I have the privilege of attending with other St. Cloud diocesan leaders the Catholic Convocation of Leaders: The Joy of the Gospel. This convocation was called by the United States bishops and brought together leaders from throughout the nation to gather and reflect on what it means to share the Gospel in today’s culture. It has been a time of wonderful encouragement and inspiration.
Certainly, an aspect of the inspiration throughout the convocation is Pope Francis’ invitation:
“I invite all Christians, everywhere, at this very moment, to a renewed personal encounter with Jesus Christ, or at least an openness to letting him encounter them” (The Joy of the Gospel, 3).
Many of the talks, much of the reflection and dialogue revolved around how the Church in the U.S. might extend this same invitation of encounter with Jesus to people everywhere.
What makes this encounter so crucial was expressed for me in the witness talk given by Damon and Melanie Owens who shared beautifully, “We will do for love what we would never do for the law!” Indeed, the invitation to encounter and fall in love with Jesus Christ is the heart of the Church’s mission to the world. We are hard pressed to convince people of the truth of Christ by eloquent arguments or authoritative doctrines, but to see the beauty of the face of Jesus who heals, transforms, and frees us enkindles a love that truly inspires the gift of love in return.

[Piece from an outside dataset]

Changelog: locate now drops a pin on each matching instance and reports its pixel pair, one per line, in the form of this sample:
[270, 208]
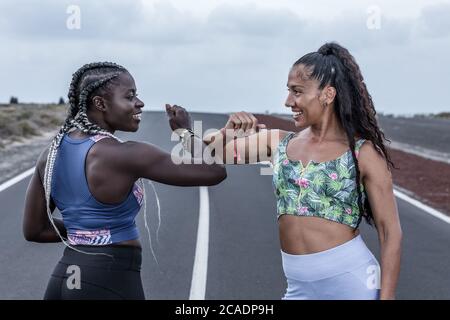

One of the presenters in a breakout session helped me to see poignantly how we as Church might best extend this invitation to folks today. What we need, she said, was “An army of missionary disciples trained in the art of relationship and accompaniment.” Those of us who cherish our Catholic faith must be willing to extend the friendship and care of Jesus to the people we encounter—in our homes, work places, schools, places of leisure. Like Jesus meeting up and walking with the two dejected fellows on their way from Jerusalem to Emmaus, so too must we be willing to hear the hopes and dreams, fears and disappointments of our contemporaries in order to point out the always present love and companionship of Jesus in the midst of it all.
In a plenary address by Cardinal Donald Wuerl, we were reminded of the urgency of this need to extend Christ’s saving love to our neighbors. We have been gifted with the friendship and love of Jesus in our lives. “It is,” Cardinal Wuerl insisted, “our turn now!” It is for us to share the gift of friendship with Jesus with others. Now it is our turn to extend the gospel message of God’s always present mercy and grace to this generation, to our contemporaries.
It is hoped that the blessings of this convocation might extend widely throughout the Church in the U.S. and foster a new growth in all the baptized to become missionary disciples of Jesus Christ the Lord!